On a connu Éric Antoine en tant que Photographe Célèbre, ça semble être un personnage révolu, et résolu. Le temps du changement, les vicissitudes de la vie, le tout conjugué avec quelques aléas l’ont forcé à se tourner vers un nouvel horizon.

Il a choisi la photographie, celle au collodion, qui permet de fabriquer des ambrotypes. Il nous en présente dix, et nous fournit quelques explications.

 

*Comment tu as entendu parler de l’ambrotype ? Qu’est-ce qui t’a interpellé dans cette technique ?

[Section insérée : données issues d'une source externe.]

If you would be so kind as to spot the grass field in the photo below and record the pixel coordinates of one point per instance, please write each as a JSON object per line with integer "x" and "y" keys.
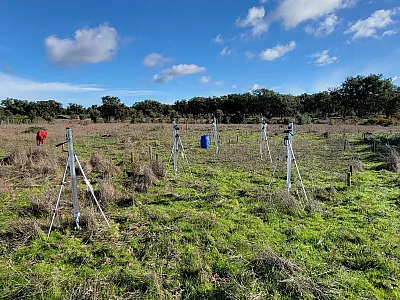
{"x": 213, "y": 232}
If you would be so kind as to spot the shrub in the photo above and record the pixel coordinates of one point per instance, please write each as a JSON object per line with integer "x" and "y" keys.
{"x": 303, "y": 119}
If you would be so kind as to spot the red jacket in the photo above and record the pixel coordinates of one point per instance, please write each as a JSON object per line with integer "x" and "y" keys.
{"x": 41, "y": 137}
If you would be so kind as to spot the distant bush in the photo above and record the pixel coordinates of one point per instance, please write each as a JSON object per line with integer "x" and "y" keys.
{"x": 391, "y": 156}
{"x": 381, "y": 121}
{"x": 33, "y": 129}
{"x": 303, "y": 119}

Je pense que la première fois où j’en ai entendu parler, c’était à la fin des années 90, quand j’essayais d’acheter des Polaroid SX-70. J’allais à une bourse photo à Strasbourg, et il y avait à vendre des très vieilles chambres et des union case, ce sont des petites boites en bois, en cuir ou en métal, qui contiennent un ambrotype ou un ferrotype. On y trouve généralement une photo d’un soldat à la guerre de sécession, ou de sa bien aimée. J’ai trouvé ça complètement incroyable, pour moi c’était une technique lointaine, que plus personne ne pouvait pratiquer.

Et comme pas mal de monde, j’ai vu le documentaire National Geographic sur un ambrotypiste, qui fait des photos de cow-boys, je vais te retrouver le nom tout de suite… Robb Kendrick ! J’ai vu ce docu début 2000 et ça m’a vraiment marqué. Il se promène avec son camping-car, à travers les États-Unis et il fait des photos des cow-boys, comme dans le temps.

Peu après, à Art Basel, j’ai vu une photo d’Edouard S. Curtis, c’était une plaque, la même technique, mais avec de l’or, ça s’appelle l’orotone d’ailleurs. Quand je l’ai eue entre les main, je me suis dit : « Il faut essayer de faire ça. »  Et puis un jour, un gars m’a proposé de faire un stage à Paris, et pendant deux heures, il m’a expliqué brièvement les grandes lignes de l’ambrotype. J’ai mis près de trois ans à vraiment perfectionner ma technique. Au début, tu as juste envie d’avoir une image sur du verre, réalisée avec une chimie qui tu as préparée. Et petit à petit, tu veux une image plus propre, tu maîtrises les artefacts, les défauts et les petits aléas.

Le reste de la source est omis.